Position paper ANMCO: Utilizzo di sacubitril/valsartan nel paziente ricoverato con scompenso cardiaco acuto

Giuseppe Di Tano, Andrea Di Lenarda, Massimo Iacoviello, Fabrizio Oliva, Stefano Urbinati, Nadia Aspromonte, Manlio Cipriani, Pasquale Caldarola, Adriano Murrone, Michele Massimo Gulizia, Furio Colivicchi, Domenico Gabrielli

RIASSUNTO: Sacubitril/valsartan (S/V) si è rivelato efficace nel ridurre gli outcome clinici nei pazienti ambulatoriali con scompenso cardiaco (SC) cronico. Dopo 7 anni dalla pubblicazione dello studio PARADIGM- HF, le potenzialità e gli spazi terapeutici di questa nuova classe farmacologica si sono progressivamente ampliate, supportate dai risultati di alcuni studi controllati e registri dal mondo reale, che hanno confermato il beneficio ad altre categorie di pazienti.

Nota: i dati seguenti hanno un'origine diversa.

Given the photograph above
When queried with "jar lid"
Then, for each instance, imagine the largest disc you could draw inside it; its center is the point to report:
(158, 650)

In particolare l’evidenza che il farmaco rimoduli positivamente la funzione sistolica, con un precoce rimodellamento ventricolare, e che risulti ampiamente tollerato e più efficace rispetto ad enalapril anche nei pazienti ricoverati in ospedale per SC acuto, come si evince dai trial randomizzati PIONEER-HF e TRANSITION, ne ha esteso le possibilità di utilizzo anche ai pazienti ricoverati per SC acuto. Nonostante l’ospedalizzazione sia un evento prognosticamente negativo nella storia dello SC, deve diventare un’opportunità gestionale e terapeutica da sfruttare, specie in tempi post-pandemia COVID-19 in cui l’attività organizzativa ambulatoriale e del territorio è stata fortemente condizionata. Scopo di questo position paper ANMCO è di fornire al cardiologo clinico una serie di elementi utili a sintonizzarsi su tale linea di comportamento, del resto già raccomandato e ripreso nelle linee guida, in modo da ottimizzare al meglio, prima della dimissione, la terapia con S/V nel paziente ospedalizzato per SC acuto.